|A Greek Inspired Sunday Dinner: Lemon Chicken, Couscous Salad and Homemade Pitas.|
Of course, I was in charge of the chicken. I started with a package of thighs and breasts, both bone in and skin on. I placed the chicken in a foil baking pan then poured lemon juice over the chicken, filling the pan about 1/3 full. Next, I seasoned the chicken with Cavender's Greek Seasoning, and Lemon Pepper, and then topped each piece of chicken with a pat of butter or two. I cooked the chicken in the Big Green Egg at 375-400º over indirect heat for 45 minutes or until the internal temperature of the chicken read 160º.
|Greek Lemon Chicken Smoking on the Big Green Egg|
Cheryl here. Shhhh, don't tell anyone, but I'm having an affair. Yep, it's true...I'm in love with...carbohydrates, particularly the bready ones. A dirty little secret for sure, but I can't help myself. That crazy combo of flour, salt, sugar, and yeast, dances on my tongue and wraps its arms around my tastebuds like a warm hug and I am over the moon!
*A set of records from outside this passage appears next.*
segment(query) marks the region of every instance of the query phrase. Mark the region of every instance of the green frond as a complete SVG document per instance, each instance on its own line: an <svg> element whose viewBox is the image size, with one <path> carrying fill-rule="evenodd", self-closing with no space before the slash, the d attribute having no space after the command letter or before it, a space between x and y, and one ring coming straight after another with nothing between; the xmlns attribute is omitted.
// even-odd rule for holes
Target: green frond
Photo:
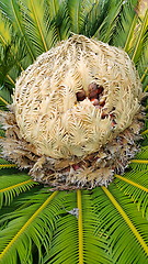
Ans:
<svg viewBox="0 0 148 264"><path fill-rule="evenodd" d="M71 212L79 209L78 219L65 209L60 212L54 233L49 256L44 263L112 263L105 237L94 235L99 219L93 212L89 191L70 193L64 208Z"/></svg>
<svg viewBox="0 0 148 264"><path fill-rule="evenodd" d="M104 229L115 263L147 263L148 229L147 220L137 212L136 206L122 191L111 184L93 191L95 212L101 224L96 233Z"/></svg>
<svg viewBox="0 0 148 264"><path fill-rule="evenodd" d="M106 16L105 30L101 29L99 40L107 43L113 42L114 32L116 30L117 23L121 19L121 12L123 9L123 1L110 1L110 11ZM103 26L104 28L104 26Z"/></svg>
<svg viewBox="0 0 148 264"><path fill-rule="evenodd" d="M27 175L12 174L0 175L0 207L10 205L15 196L31 189L38 183L33 182Z"/></svg>
<svg viewBox="0 0 148 264"><path fill-rule="evenodd" d="M135 156L135 158L130 160L129 166L138 170L148 168L148 146L141 147L141 151Z"/></svg>
<svg viewBox="0 0 148 264"><path fill-rule="evenodd" d="M137 14L134 7L138 3L137 0L126 1L122 3L121 12L116 21L112 44L129 52L129 43L137 23Z"/></svg>
<svg viewBox="0 0 148 264"><path fill-rule="evenodd" d="M11 162L8 162L8 161L0 157L0 169L11 168L11 167L16 167L16 164L12 164Z"/></svg>
<svg viewBox="0 0 148 264"><path fill-rule="evenodd" d="M138 211L148 219L148 170L132 170L123 176L115 175L115 184L136 202Z"/></svg>
<svg viewBox="0 0 148 264"><path fill-rule="evenodd" d="M100 32L102 28L105 28L105 23L107 22L110 2L110 0L96 1L90 6L89 12L84 16L84 23L80 34L83 34L88 37L95 36L101 38Z"/></svg>
<svg viewBox="0 0 148 264"><path fill-rule="evenodd" d="M0 139L3 139L3 138L4 138L4 135L5 135L5 131L4 131L4 130L2 130L2 129L0 129Z"/></svg>
<svg viewBox="0 0 148 264"><path fill-rule="evenodd" d="M0 237L0 261L3 264L18 263L18 256L20 263L33 263L33 244L41 261L42 248L46 253L48 251L62 196L62 193L49 195L41 191L34 196L32 205L11 213L11 220Z"/></svg>
<svg viewBox="0 0 148 264"><path fill-rule="evenodd" d="M23 25L23 16L20 12L19 1L15 0L2 0L0 1L0 9L5 19L12 24L15 32L19 32L23 36L26 44L27 53L30 55L30 64L35 59L35 53L30 38L25 34L25 28Z"/></svg>
<svg viewBox="0 0 148 264"><path fill-rule="evenodd" d="M25 32L36 50L36 56L48 51L48 38L44 23L46 4L44 2L43 0L37 2L35 0L23 0L21 3Z"/></svg>
<svg viewBox="0 0 148 264"><path fill-rule="evenodd" d="M68 11L70 18L70 30L79 34L84 23L84 13L82 0L68 1Z"/></svg>
<svg viewBox="0 0 148 264"><path fill-rule="evenodd" d="M135 45L133 47L132 59L137 65L139 62L139 56L141 56L144 48L148 43L148 10L145 13L144 20L138 24L138 32L135 36Z"/></svg>

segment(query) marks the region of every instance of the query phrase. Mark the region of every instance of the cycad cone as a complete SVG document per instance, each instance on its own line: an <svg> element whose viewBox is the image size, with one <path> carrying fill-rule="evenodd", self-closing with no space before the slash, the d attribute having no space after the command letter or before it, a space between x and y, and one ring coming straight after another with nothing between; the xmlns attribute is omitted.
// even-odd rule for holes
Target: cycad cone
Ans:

Lately, this nasty obsession has me compulsively baking up a storm and trying new things. I have a handful of "go-to" bread recipes that never let me down, but this week I decided it was time to expand my repertoire.
I don't know about you, but I have never purchased a tasty pita from a grocery store. They are often dense, tough, stale, and possess all the glorious flavor of a cardboard box. YUCK! There had to be a better way. Why not make my own? After a bit of recipe reconnoissance via the Internet, I came upon a gem. It sounded easy and the comments indicated it was authentic. I decided to give it a go. Here's a direct link to the recipe. Instructions are great and the process pics help, too. I'll give you a quick rundown of the steps and ingredients I used following these photos. The original recipe provides some substitutions and lots of info on pita making if you want to take a look. In fact, I insist that you do.
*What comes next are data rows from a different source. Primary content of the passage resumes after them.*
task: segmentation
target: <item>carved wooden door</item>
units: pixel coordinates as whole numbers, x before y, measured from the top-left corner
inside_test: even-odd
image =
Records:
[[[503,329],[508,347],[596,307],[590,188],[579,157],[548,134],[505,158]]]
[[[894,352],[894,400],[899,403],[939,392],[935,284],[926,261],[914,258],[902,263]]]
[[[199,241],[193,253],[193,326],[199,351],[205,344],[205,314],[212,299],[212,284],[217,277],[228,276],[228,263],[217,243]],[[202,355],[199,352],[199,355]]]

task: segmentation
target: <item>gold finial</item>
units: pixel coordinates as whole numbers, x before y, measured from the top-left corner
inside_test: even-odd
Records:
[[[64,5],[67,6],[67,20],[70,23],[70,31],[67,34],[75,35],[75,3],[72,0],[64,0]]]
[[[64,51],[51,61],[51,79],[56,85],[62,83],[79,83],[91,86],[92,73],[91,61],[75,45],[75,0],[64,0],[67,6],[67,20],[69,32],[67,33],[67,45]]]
|Should have taken more (and better) process pics. Sorry about that. Pitas rolled out and ready for their "odyssey" into the oven.|
|Puffy and hot! And so damn good!|
3 cups all-purpose flour
1 1/2 teaspoons salt
I tablespoon sugar
1 packet instant yeast
1 1/4 to 1 1/2 cups warm water (not too hot)
2 tablespoons olive oil
In the bowl of a stand mixer, add the flour, yeast, sugar, and salt. Add 1 1/4 cups of water and the olive oil. Add up to 1/4 cup more water if the dough appears to be dry. Mix on low speed with the hook attachment for 10 minutes.
Turn out the dough into a large glass bowl that has been lightly coated in oil. The dough will be slightly sticky, but roughly form it into a ball and roll it around in the oil. Cover with plastic wrap, top with a dish towel, and sit it in a warm place to rise until it has doubled in size. Approx. 90 minutes.
Once the dough has doubled in size, punch it down and divide it into 8 pieces. Roll each piece into a ball and set them on a baking sheet to rest for 20 minutes. Cover with a damp kitchen towel. While the dough is resting, place a baking stone in your oven and preheat to 400º.
After 20 minutes, lightly flour a clean surface. Place a ball of dough on it, lightly sprinkle a bit of flour on top and roll it out in a circle. It should be about 1/8" inch thick.
Once all 8 pieces have been rolled out, working quickly as possible so that the temp stays constant, place 2 of the rounds onto the baking stone in the oven. Bake for 3 minutes. Dough will puff creating a wonderful pocket perfect for stuffing. Even if your pita doesn't form a pocket, it will still taste delicious.
That's all folks...super simple! There is no need to ever buy another tasteless super market bread frisbee again! I made them twice in one week and now I'm sitting here wishing I had one handy to nibble on while I type this.